Auch deshalb sind die Verantwortlichen in Personalabteilugen und Führungsetagen bestenfalls skeptisch, ob und wie Vertreter der Gen Z künftig Positionen mit Verantwortung besetzen sollen. Wer beim Versuch, hierauf Antworten zu liefern, jedoch nur das Für und Wider dieser Generation analysiert, greift vermutlich zu kurz. Denn worauf es zusätzlich ankommt, ist eine gut entwickelte Futures Literacy – und hier könnte die Gen Z durchaus punkten.
Die Fähigkeit, schon heute das Morgen zu denken
Übersetzen lässt sich Futures Literacy wohl am besten mit Zukunftskompetenz.
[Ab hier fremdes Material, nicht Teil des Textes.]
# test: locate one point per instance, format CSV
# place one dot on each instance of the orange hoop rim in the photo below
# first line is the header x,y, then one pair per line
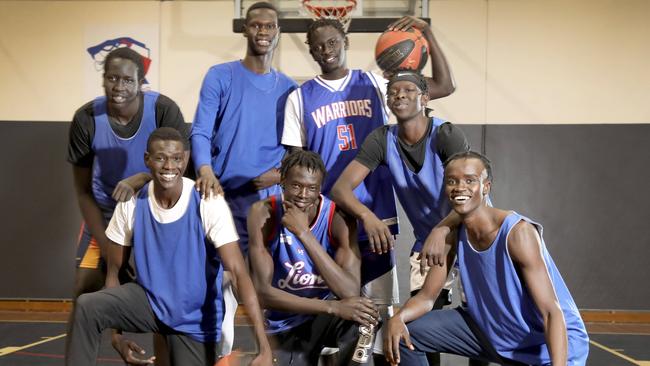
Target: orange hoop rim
x,y
336,11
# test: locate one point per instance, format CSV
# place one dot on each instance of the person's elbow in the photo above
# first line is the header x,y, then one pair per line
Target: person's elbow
x,y
552,311
338,191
Die UNESCO sieht darin die Suche nach „verborgenen, unhinterfragten und manchmal fehlerhaften Annahmen über gegenwärtige und vergangene Systeme.“ Und im Prinzip macht die Gen Z im Bezug auf den Arbeitsmarkt genau das: Sie überwindet die Vorstellung von Sicherheit und vorhandener Normen. Sie wählt die aus ihrer Sicht langfristige, weil mental gesunde Strategie gegenüber der kurzfristigen, an den Status Quo angepassten.
Und genau das ist, was künftige Führungskräfte benötigen: Zukunftskompetenz. Sie müssen gestalten, Visionen haben und diese mit Optimismus und Elan umsetzen. Dazu gehört eine gewisse Experimentierfreude genauso wie eine große Vorstellungskraft oder die Fähigkeit, durch Perspektivwechsel neue Trends abzuleiten. Vor allem aber gehört der Mut dazu, schon heute Dinge auszusprechen, die den Status Quo hinterfragen und deshalb zunächst Unbehagen auslösen oder gar für Empörung sorgen.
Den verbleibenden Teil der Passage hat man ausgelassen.